As a mother, I learned (not as quickly as some!) that a screaming, demanding toddler can best be managed with acceptance. One could almost call it feigned indifference. There’s not much point in arguing, reasoning, begging, bribing, cajoling, or (heaven forbid) giving in! The best approach to help a child move past a melt down is to calmly accept the situation and wait it out. By neither escalating, nor giving in, the toddler begins to learn that a temper tantrum does not result in the desired toy, treat, or attention, and is not worth the drama. A temper tantrum will eventually wind down. Without reinforcement (giving in), the temper tantrums happen less often. So it goes with your own internal melt down over wanting a treat.

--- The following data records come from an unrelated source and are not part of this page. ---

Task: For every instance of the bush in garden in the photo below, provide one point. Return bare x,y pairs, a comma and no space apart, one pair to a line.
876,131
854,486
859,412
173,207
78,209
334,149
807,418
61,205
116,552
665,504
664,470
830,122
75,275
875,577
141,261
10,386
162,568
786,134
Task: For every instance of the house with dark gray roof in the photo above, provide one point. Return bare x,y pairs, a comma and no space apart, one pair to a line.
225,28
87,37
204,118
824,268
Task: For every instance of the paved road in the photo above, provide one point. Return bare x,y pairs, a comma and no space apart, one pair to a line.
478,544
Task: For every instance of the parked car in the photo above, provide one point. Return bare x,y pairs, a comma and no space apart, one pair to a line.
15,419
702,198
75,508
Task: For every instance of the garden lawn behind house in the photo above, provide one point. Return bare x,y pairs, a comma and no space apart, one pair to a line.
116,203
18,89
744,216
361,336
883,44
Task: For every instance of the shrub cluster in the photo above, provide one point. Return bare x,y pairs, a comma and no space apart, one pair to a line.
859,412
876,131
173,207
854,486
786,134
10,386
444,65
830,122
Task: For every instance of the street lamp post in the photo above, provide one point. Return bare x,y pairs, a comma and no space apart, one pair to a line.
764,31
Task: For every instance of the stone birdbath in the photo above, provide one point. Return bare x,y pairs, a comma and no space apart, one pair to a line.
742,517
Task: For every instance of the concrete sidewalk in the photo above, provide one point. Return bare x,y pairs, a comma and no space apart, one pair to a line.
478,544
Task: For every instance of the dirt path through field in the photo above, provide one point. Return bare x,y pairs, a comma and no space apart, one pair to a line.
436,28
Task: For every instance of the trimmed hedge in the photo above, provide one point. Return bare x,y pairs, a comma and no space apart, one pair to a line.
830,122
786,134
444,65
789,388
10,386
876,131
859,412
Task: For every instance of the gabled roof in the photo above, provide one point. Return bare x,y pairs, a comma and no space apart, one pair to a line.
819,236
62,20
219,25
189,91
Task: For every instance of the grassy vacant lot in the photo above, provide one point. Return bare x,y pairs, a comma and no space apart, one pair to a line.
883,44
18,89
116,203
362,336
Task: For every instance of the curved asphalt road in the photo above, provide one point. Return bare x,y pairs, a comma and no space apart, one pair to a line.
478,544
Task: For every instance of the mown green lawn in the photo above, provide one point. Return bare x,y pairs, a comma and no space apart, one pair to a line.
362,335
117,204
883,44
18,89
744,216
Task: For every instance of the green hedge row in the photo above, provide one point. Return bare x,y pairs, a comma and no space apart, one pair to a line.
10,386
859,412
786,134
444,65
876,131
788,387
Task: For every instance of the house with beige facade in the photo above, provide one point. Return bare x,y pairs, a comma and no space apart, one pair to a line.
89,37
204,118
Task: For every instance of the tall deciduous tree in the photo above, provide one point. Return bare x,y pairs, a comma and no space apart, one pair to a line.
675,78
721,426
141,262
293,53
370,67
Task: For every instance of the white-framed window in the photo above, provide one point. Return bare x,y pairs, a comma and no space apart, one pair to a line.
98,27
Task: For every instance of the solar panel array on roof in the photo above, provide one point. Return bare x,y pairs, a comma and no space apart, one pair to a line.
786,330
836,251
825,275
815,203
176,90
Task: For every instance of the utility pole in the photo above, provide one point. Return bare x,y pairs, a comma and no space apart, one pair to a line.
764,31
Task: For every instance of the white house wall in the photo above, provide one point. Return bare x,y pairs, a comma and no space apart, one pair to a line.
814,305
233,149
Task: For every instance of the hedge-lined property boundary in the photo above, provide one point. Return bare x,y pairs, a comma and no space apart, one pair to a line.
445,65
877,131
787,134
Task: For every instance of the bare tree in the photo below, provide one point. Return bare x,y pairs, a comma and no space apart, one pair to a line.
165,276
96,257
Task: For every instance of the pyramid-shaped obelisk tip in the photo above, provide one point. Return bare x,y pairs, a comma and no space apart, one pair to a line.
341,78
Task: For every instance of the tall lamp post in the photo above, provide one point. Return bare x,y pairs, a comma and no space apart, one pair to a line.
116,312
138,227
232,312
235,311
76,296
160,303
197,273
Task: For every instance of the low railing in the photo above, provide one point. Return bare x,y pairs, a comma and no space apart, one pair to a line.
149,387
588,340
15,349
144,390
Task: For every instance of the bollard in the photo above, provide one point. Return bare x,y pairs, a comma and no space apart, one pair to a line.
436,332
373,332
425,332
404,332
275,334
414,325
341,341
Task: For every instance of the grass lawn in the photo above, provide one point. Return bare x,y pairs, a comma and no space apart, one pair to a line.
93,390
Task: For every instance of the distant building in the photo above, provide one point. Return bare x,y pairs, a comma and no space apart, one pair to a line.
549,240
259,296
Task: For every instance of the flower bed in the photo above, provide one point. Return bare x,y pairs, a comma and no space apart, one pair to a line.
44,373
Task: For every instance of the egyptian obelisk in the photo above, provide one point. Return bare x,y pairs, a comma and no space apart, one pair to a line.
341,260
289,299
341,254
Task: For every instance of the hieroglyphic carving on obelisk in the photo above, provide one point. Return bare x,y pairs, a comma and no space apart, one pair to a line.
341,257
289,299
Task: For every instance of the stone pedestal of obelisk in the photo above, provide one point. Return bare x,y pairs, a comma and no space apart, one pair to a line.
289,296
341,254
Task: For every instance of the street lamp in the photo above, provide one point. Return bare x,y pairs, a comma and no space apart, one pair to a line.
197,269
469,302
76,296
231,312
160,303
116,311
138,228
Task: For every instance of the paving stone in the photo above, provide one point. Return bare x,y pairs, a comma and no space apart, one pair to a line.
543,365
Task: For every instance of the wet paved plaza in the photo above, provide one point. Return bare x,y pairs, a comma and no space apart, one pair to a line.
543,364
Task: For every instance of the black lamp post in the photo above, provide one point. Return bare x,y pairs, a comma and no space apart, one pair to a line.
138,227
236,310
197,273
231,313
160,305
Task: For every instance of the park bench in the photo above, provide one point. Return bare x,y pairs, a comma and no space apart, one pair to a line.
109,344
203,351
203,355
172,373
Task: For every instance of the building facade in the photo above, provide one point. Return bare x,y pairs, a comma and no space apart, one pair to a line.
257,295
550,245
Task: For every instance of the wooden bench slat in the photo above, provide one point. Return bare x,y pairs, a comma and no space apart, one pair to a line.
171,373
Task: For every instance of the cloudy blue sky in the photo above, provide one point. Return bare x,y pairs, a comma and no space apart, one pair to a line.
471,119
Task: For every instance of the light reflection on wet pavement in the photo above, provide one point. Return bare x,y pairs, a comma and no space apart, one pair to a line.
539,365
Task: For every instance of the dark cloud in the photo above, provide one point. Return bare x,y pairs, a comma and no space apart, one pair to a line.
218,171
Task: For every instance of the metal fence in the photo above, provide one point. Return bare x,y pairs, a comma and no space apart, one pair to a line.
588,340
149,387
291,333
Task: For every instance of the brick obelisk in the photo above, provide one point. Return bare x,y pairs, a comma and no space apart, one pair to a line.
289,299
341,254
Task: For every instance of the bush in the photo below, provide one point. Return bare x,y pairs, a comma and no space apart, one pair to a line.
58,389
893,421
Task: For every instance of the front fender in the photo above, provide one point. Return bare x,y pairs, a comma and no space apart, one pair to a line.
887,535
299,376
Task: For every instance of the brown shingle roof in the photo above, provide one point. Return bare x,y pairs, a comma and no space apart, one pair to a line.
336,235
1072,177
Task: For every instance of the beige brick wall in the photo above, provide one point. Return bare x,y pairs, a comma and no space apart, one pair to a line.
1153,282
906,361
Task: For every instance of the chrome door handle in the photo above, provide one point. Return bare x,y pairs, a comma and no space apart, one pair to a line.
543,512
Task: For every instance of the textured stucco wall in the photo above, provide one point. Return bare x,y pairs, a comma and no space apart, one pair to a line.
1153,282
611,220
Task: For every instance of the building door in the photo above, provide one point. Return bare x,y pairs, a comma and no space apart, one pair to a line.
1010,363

Not giving into a craving or an urge may be as possible as surviving your child’s melt down. It’s not fun, but it’s manageable, and each time to observe it calmly without acting on the urge, you train your brain not to eat impulsively.

When hit with an urge or a craving, you might think to yourself, “I see you…I hear you…I understand you’re trying to get my attention. Although I’m aware of your presence, I don’t need to act on this urge. I don’t need to give in.” Just like you’re not giving in to your child demanding something in a store, you’re not giving in to your brain demanding a treat right now.

That doesn’t mean you can’t ever have a treat, by the way. It simply means you won’t be having it impulsively. You can plan it for another time. You can plan it for tomorrow. This is the thrust of acceptance therapy, as it relates to cravings or urges. And just like temper tantrums wind down on their own over time, a craving will also peak and then begin to decrease, often in less than half an hour. You can use that time to distract yourself to make it easier to exist with the craving, if that helps.

So, mother yourself (or father yourself) when it comes to urges. See them. Hear them. Acknowledge them. Accept them. But recognize that if you give into them, you are setting yourself up for trouble the next time, because your brain wants to do what it’s used to. If it learns that screaming louder results in a treat, it’s going to keep yelling until you give in. But if you train your brain that no amount of begging and craving something will result in capitulation, your brain will eventually move on and stop demanding treats impulsively. Train your brain! You can do it! It just takes some practice.

One last reminder….be sure you schedule some treats so you aren’t feeling too diet-y or deprived. Acceptance therapy isn’t about making treats forbidden, it’s about accepting that you aren’t going to have anything you want, whenever you want it. You are in control of the situation and you have authority over when you schedule a treat. Remember, this takes practice, but just like learning to manage a toddler’s temper tantrum, you can practice until you get skilled at managing any urge or craving. You’ve got this!

Thanks for listening. I wish you the best of health!
Lisa Oldson

Categories: Reblogs

1 reply

  1. Dr. Lisa,
    This post was really helpful. I work with young children, and I have 2 kids of my own, so I absolutely understand what you are saying. It’s been really hard lately, while staying safely at home, to not give in to the urges to have treats. My brain has definitely been throwing those temper tantrums. I think what you wrote about will help me to distract myself and work on retraining my brain. This makes sense to me. Thank you!